Reputation: 3744
Say I have the following data:
import pandas as pd
data = {'time':[7, 1, 2, 7, 2, 2, 1, 2, 7, 3, 5], 'event':['a', 'b', 'a', 'a', 'b', 'a', 'a', 'b', 'b', 'b', 'a']}
df = pd.DataFrame(data)
I want to display how many events of each type occurred at each hour of the day. However, there are only 5 unique times present in the "time" column of the dataset.
Plotting a histogram with bins=24
works when all the 24 unique hours of the day (1 to 24) are present in the dataset. But if only a few hours of the day are present, histogram doesn't do this task.

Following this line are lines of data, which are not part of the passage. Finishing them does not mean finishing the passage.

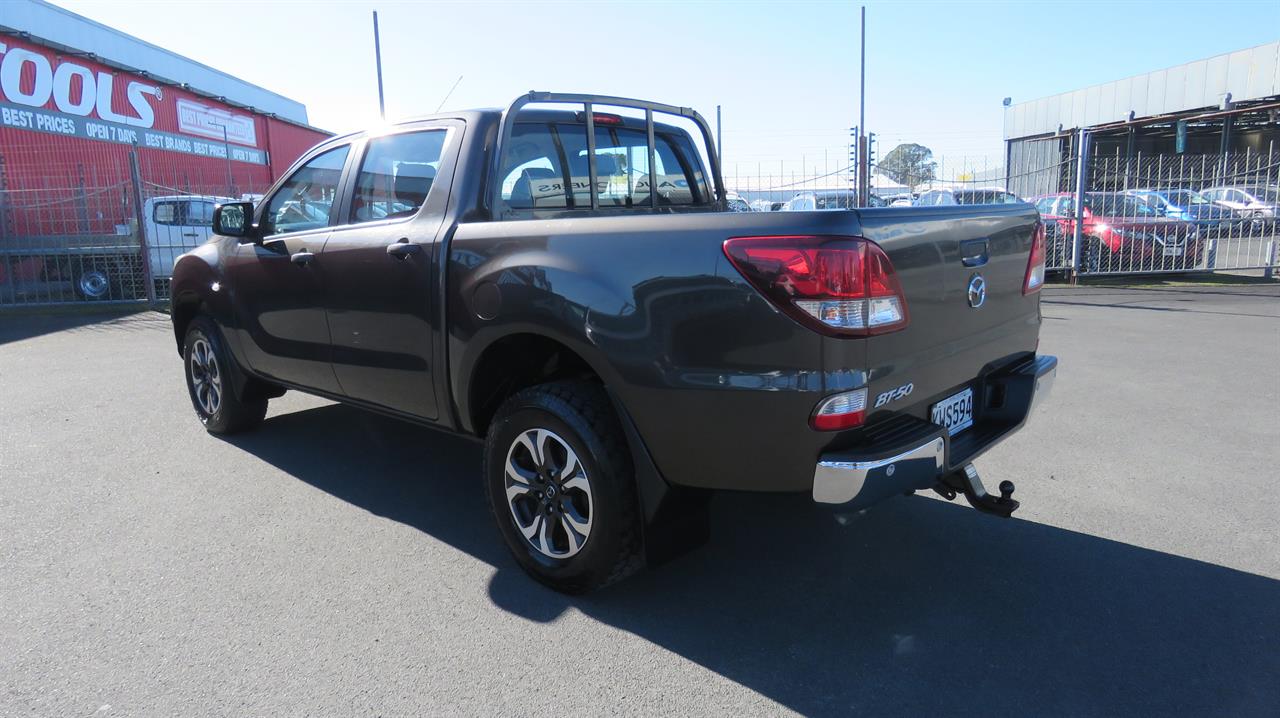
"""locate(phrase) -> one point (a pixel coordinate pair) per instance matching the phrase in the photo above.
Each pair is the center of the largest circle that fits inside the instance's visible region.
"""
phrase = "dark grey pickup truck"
(562, 279)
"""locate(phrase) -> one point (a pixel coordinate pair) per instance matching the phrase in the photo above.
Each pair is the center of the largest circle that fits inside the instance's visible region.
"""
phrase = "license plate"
(955, 412)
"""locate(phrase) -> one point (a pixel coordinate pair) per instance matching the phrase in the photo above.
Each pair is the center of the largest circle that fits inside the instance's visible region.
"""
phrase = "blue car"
(1189, 206)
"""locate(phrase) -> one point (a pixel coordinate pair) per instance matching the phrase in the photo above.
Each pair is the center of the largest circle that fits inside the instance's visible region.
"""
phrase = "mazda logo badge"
(977, 291)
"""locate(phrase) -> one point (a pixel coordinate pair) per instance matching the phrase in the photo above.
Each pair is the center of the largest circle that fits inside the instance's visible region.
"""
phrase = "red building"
(88, 132)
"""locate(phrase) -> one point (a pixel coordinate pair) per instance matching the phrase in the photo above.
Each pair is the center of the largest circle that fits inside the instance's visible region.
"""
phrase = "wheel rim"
(548, 493)
(94, 283)
(206, 379)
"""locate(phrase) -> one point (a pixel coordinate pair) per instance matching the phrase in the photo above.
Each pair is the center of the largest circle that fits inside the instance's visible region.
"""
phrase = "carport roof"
(1246, 74)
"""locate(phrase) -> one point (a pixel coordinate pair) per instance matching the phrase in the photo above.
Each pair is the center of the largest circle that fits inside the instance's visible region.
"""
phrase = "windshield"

For example, with the above data, the code df.hist()
produces this chart:
It is unclear where the x-axis ticks are located exactly - what I want is, that the 5 spikes in this chart should be located at x = 1, 2, 3, 5 and 7, and there should be no spikes present at x = 4, 6 and 8 through 24.
With df.time.hist(bins=24)
, the following chart is produced:
Here, it is a bit better as we can see that at least the first 4 spikes are located at x = 1, 2, 3, and 5, with x = 4 and x = 6 being left blank. However, at x=7, the spike is drawn to the left of the grid lines, while the other 4 spikes are drawn to the right of the grid lines. Also, this doesn't display the empty spikes at x = 8 through 24.
So, how do I do it?
Upvotes: 0
Views: 462
Reputation: 40481
Try this:
import pandas as pd
import matplotlib.pyplot as plt
import numpy as np
data = {'time':[7, 1, 2, 7, 2, 2, 1, 2, 7, 3, 5], 'event':['a', 'b', 'a', 'a', 'b', 'a', 'a', 'b', 'b', 'b', 'a']}
df = pd.DataFrame(data)
fig, axes = plt.subplots(nrows=1, ncols=1, figsize=(16, 10))
df.hist(ax=axes, bins=range(24))
# offset the xticks
axes.set_xticks(np.arange(24) + .5)
# name the label accordingly
axes.set_xticklabels(range(24))
Upvotes: 2